In short, DHCP relay redundancy was broken. In the likely event that you define multiple DHCP servers in DHCP Relay, DHCP Discover packets received by backup DHCP servers in the event of the primary server being down will be corrupted, and DHCP will fail for clients.
This bug was fixed by Extreme in this month’s release, 6.3.2, so upgrade to this version if you are doing DHCP relay to multiple DHCP servers on your 3600 edge switches.
More details below on the issue for anybody interested.
I first noticed this bug in my home lab, where I do DHCP relay from an ERS 3650GTS-PWR+ switch (running software version 6.3.0.033) to two Windows 2012 R2 domain controllers, running on separate ESXi 6.7 hosts:
Here is the breakdown of testing to demonstrate the bug:
Both DCs online, only primary DC in DHCP Relay: DHCP working for clients. Both DCs online, both DCs in DHCP Relay: DHCP working for clients. Primary DC offline, both DCs in DHCP Relay: DHCP NOT working for clients. Primary DC Offline, only secondary DC in DHCP Relay: DHCP working for clients
As you can see, in the event of a DC/DHCP server going offline and the switch attempting to relay to another DHCP server defined in DHCP Relay, DHCP fails. So essentially there is no redundancy.

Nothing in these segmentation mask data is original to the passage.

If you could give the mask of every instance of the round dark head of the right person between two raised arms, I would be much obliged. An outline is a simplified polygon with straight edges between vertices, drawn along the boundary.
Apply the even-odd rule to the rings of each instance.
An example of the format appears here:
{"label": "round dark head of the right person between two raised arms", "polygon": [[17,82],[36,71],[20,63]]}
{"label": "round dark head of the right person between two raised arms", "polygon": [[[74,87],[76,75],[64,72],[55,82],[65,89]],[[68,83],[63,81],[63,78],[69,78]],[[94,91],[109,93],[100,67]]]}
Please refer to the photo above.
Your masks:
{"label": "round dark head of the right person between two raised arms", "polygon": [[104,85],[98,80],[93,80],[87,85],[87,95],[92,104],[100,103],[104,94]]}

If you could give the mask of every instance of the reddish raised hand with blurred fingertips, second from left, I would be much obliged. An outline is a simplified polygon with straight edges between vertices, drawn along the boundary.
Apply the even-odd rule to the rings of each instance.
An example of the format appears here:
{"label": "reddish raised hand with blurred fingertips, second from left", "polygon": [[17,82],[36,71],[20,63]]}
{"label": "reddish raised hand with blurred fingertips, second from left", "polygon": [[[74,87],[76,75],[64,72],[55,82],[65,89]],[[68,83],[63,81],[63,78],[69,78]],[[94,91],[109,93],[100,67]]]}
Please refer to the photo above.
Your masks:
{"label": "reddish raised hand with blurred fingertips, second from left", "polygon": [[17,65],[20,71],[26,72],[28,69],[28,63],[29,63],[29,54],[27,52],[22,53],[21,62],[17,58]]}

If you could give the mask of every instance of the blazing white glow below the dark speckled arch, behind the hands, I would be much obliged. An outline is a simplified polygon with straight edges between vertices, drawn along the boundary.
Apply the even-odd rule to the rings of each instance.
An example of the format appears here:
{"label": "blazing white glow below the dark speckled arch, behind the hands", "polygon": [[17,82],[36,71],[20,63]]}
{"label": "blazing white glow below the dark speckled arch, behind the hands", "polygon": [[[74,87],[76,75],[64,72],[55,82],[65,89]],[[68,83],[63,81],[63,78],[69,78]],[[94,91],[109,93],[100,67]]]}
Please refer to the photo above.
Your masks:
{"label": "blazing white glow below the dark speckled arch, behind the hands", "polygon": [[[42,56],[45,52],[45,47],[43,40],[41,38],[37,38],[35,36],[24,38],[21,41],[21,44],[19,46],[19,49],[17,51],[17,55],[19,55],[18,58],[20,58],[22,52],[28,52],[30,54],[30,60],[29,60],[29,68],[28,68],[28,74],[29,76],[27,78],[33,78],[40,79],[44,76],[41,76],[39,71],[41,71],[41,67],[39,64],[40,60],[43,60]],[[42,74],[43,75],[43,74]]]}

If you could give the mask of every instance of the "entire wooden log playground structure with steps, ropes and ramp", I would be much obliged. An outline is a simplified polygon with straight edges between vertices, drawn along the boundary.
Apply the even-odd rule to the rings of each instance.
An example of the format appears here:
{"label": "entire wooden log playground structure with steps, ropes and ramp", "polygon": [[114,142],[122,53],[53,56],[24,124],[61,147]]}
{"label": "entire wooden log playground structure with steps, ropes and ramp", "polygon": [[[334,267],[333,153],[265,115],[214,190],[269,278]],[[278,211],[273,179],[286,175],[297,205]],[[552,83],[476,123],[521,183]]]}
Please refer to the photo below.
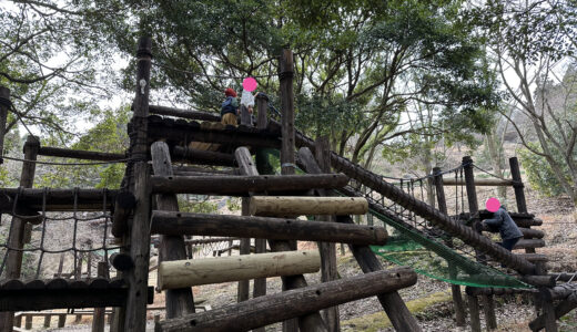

Taking a look at Wireshark, the issue seemed to be with the “Relay agent IP address” field in the DHCP discover packet received by the DHCP server.
Normally, this would of course have the address of the relaying switch, in this case 10.2.2.1, so that response packets from the DHCP server will be sent back to the relaying switch.
However in the case of the above testing, this field was corrupted, with the address reversed to 22.214.171.124, which presumably meant DHCP offers were being attempted but failing to reach the correct address:
The fix contained in release 6.3.2 resolves this issue.